Unincorporated community in Alabama, United States

Perote is an unincorporated community in Bullock County, Alabama, United States.

==History==

===Text from historical marker===

====Obverse====
"Perote, Bullock County"

"This community, settled during the mid-1830s, was first called Fulford's Cross Roads, then Missouri Cross Roads when a post office was established here in 1846. The name Perote, adopted in 1850, was suggested by veterans returning from the Mexican War (1846–48), who remembered a citadel in Mexico by that name. Incorporation followed in 1858. Early settlers in the area, who came primarily from the Carolinas and Georgia, included the following families: Boykin, Reeves, Sellers, Crossley, Blue, Harp, Locke, Peach, Hixon, Culver, Johnson, Adair, Ardis, McCall, Rumph, Brabham, Miles, Cameron, Starke, Wilson, Walker and Ivey. Methodist and Baptist churches were among the first structures in the community, around which much of the social life centered, including "protracted meetings" – revivals."

====Reverse====
"Perote, Bullock County"

"Perote grew rapidly in the 1850s so that by 1860 the community was thriving with several doctors, stores, a carriage factory, a Masonic lodge, and a school. At the beginning of the American Civil War (1861–65), the school numbered about 150 students. Many of the young men from the school served in the Perote Guards, organized in 1859 as war clouds gathered. They went off to war as part of the 1st Alabama Infantry Regiment with uniforms and a flag handmade by the women they left behind.
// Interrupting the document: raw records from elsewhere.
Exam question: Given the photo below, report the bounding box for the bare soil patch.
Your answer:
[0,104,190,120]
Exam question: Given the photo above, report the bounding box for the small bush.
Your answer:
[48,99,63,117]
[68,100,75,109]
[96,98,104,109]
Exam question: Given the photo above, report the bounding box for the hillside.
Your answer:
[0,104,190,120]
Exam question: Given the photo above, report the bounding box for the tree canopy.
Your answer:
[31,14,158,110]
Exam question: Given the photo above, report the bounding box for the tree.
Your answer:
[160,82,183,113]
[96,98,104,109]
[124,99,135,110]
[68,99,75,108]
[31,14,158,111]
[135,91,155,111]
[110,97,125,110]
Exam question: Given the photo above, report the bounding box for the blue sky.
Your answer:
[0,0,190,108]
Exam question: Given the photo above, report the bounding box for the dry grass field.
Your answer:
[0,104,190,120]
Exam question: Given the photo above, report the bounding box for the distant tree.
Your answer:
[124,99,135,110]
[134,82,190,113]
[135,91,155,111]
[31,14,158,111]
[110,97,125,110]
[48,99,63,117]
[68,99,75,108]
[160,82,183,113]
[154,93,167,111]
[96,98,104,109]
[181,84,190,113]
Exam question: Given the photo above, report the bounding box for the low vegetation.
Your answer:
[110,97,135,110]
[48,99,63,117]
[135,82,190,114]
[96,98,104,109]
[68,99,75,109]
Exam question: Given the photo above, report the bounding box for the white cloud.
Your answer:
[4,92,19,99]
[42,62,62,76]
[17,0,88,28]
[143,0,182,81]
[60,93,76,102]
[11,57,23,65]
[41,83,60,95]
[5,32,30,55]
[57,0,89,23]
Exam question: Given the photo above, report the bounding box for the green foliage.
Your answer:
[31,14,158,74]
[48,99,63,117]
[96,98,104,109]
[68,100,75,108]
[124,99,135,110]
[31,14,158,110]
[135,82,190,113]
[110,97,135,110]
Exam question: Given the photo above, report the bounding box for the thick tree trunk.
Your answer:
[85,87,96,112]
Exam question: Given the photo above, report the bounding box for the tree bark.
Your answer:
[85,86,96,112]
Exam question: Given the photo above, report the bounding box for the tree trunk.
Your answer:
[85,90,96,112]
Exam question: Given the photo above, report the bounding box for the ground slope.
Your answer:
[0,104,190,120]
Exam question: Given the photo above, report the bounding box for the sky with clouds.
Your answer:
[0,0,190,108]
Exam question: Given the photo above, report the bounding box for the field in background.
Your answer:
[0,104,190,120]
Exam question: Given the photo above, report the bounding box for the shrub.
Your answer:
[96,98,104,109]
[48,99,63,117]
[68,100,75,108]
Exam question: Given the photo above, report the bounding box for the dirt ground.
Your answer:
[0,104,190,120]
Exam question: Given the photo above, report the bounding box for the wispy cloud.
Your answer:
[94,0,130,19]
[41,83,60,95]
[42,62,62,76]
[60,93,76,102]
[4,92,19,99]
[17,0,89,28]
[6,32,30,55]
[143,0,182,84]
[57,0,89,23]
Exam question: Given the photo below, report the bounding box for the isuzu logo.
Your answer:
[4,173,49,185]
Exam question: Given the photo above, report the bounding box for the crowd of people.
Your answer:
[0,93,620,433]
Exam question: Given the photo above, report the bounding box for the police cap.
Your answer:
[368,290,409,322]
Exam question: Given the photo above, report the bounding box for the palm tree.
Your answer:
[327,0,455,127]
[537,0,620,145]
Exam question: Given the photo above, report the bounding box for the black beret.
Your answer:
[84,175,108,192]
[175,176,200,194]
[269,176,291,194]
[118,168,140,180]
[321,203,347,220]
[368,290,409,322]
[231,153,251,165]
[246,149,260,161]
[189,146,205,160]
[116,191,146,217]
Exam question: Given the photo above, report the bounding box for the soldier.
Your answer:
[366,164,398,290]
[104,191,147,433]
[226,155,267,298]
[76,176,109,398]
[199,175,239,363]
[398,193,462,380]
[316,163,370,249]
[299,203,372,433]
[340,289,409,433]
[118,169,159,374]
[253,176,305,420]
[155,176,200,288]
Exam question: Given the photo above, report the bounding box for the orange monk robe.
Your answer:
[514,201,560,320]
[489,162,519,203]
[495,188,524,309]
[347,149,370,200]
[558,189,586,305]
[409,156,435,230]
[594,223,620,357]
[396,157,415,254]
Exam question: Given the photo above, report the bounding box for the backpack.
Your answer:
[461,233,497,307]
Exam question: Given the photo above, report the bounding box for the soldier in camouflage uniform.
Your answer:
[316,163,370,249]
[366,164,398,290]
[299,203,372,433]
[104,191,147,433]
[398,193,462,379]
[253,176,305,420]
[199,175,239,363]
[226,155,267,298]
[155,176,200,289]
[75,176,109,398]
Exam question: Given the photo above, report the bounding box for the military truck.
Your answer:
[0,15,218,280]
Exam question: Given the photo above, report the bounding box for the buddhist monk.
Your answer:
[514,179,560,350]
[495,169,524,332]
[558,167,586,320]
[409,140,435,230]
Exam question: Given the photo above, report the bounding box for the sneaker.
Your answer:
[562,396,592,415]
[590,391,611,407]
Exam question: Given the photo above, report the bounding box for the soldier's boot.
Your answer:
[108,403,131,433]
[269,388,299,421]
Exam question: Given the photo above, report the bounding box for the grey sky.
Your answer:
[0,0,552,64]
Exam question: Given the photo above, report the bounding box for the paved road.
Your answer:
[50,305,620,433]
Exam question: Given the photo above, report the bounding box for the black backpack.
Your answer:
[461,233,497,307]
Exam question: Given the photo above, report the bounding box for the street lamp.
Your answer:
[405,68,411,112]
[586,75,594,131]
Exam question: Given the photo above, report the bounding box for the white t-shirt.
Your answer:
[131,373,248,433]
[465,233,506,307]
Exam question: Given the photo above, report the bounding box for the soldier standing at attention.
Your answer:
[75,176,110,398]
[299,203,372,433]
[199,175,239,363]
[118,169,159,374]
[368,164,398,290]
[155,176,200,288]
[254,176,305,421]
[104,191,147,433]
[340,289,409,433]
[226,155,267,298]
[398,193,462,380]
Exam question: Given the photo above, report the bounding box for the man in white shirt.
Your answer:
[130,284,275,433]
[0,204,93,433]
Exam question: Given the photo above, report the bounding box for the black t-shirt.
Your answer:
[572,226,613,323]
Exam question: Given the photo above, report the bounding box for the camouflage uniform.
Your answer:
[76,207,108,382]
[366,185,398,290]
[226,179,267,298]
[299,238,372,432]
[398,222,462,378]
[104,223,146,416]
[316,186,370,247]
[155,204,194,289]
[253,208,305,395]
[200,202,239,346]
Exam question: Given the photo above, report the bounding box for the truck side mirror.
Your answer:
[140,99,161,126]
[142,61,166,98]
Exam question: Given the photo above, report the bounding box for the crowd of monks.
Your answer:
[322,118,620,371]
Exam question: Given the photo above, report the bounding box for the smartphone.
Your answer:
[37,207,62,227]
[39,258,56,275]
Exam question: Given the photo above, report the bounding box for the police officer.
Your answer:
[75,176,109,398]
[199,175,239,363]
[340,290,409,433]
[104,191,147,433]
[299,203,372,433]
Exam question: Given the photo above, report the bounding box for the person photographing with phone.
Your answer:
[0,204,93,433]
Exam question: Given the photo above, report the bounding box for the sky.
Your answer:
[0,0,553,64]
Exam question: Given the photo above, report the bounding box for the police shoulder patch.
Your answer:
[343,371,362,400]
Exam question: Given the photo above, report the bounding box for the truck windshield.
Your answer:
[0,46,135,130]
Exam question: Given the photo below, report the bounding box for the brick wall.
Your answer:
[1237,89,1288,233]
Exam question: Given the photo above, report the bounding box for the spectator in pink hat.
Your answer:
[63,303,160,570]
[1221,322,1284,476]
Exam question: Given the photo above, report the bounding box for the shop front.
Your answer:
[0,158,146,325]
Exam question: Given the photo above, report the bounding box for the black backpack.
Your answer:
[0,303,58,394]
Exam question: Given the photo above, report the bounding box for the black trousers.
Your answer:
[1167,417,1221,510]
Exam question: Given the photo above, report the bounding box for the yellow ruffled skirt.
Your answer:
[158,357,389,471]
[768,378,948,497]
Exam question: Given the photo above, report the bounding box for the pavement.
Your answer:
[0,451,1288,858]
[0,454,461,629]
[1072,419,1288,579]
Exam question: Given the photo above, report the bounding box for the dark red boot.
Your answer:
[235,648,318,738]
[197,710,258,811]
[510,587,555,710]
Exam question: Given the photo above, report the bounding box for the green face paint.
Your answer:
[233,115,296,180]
The community's fortunes fell following the war as cotton cultivation, the area's traditional leading economic pursuit, receded in importance. By-passed by the railroad and experiencing several disastrous fires, Perote suffered a steady decline in business activity and population."

==Demographics==

Historical population
| Census | Pop. | Note | %± |
| 1880 | 245 |  | — |
| 1920 | 134 |  | — |
| 1930 | 143 |  | 6.7% |
U.S. Decennial Census

==See also==
- The Mexican city of Perote, Veracruz, for which Perote, Alabama, was named.